The reliable method for determination of identity and radiochemical purity (RCP) is of great importance in radiopharmaceutical development. This is especially relevant when more than one form of radiometal/ligand complex can be formed during radiolabelling, such as complexes of 99mTc or 188Re with meso-2,3-dimercaptosuccinic acid (DMSA), where depending on the pH, metal can occur either at +3 or +5 oxidation state. The aim of our study was to evaluate possibilities for optimization of chromatographic systems leading to specific and reliable analytical method for determination of the identity and RCP of DMSA complexes with 99mTc or 188Re.

MATERIAL AND METHODS

The commercial DMSA kits (POLATOM) were used for preparation of technetium-99m (III) and (V) complexes with DMSA. 99mTc(V)-DMSA complexes were prepared by addition of NaHCO3 to the kit vial prior to 99mTc-eluate to obtain pH ~8. 188Re(V)-DMSA was prepared either directly or using intermediate 188Re(III)-EDTA complex added to DMSA. RCP was evaluated by TLC using: ITLC-SG developed in methylethylketon, SG60 coated plates developed in: n-BuOH/H2O/CH3COOH and n-PrOH/H2O/CH3COOH systems, and in H2O. Comparative biodistribution studies were performed in normal Wistar rats.

RESULTS

Using silica gel plates and n-PrOH, H2O and acetic acid in the developing solution, we observed that 99mTc/188Re(III)-DMSA and 99mTc/188Re(V)-DMSA complexes could be well separated from each other and from the impurities in the form of free pertechnetate/perrhenate.

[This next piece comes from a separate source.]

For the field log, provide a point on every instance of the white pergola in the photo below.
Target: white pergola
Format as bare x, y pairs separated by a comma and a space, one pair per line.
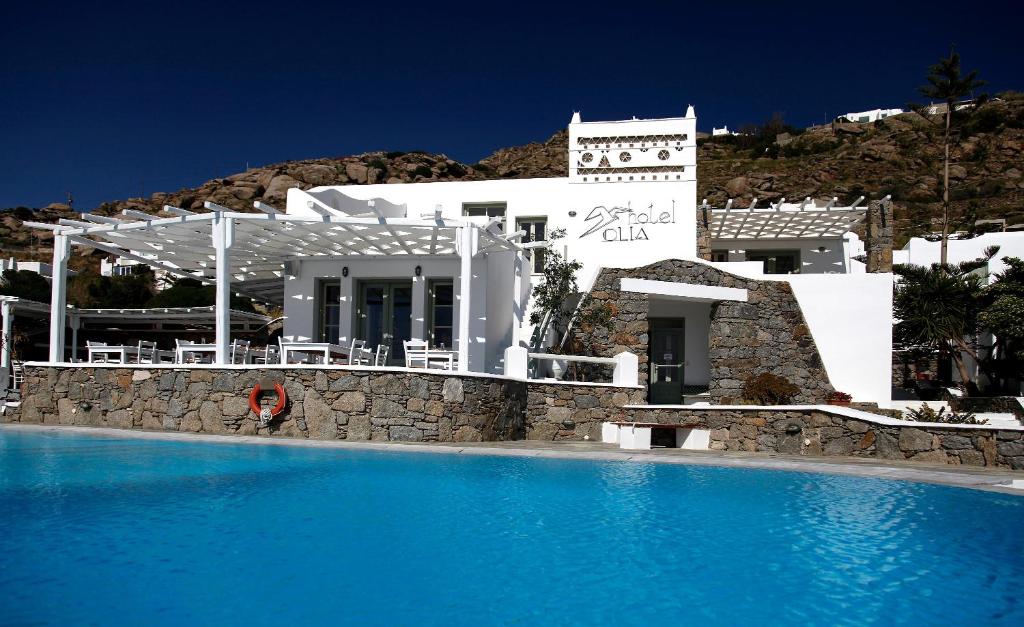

In vivo studies showed quite different biodistribution of 99mTc(III)- and 99mTc(V)-DMSA. The trivalent complex accumulated mainly in kidneys (>40%ID), while 99mTc(V)-DMSA revealed high excretion with urine and relatively high concentration in osseous tissue (ca. 2 %ID/g). Accumulation of this complex in kidneys was very low (ca. 2.5 %ID). Biodistribution pattern of 188Re(V)-DMSA prepared directly was almost identical to that of 99mTc(V)-DMSA. Biodistribution results of the 188Re preparation obtained using 188Re(III)-EDTA intermediate indicated that the preparation contained the mixture of penta- and trivalent 188Re complexes. The quite high accumulation of radioactivity in kidneys (23 %ID) gave evidence of the presence of 188Re(III)-DMSA in this preparation, what was also confirmed by the results of TLC analysis performed using silica gel plate and n-propanol/water/acetic acid as developing system.

CONCLUSIONS

Based on our study, we have made recommendation on the suitable methods for investigations of RCP of DMSA complexes, i.e.: SG60 plates developed in the mixture of n-propanol/water/acetic acid, which enable determination of the tri- and pentavalent DMSA complexes, as well as, the pertechnetate/perrhenate impurity, and developed in water for determination of the colloidal residue.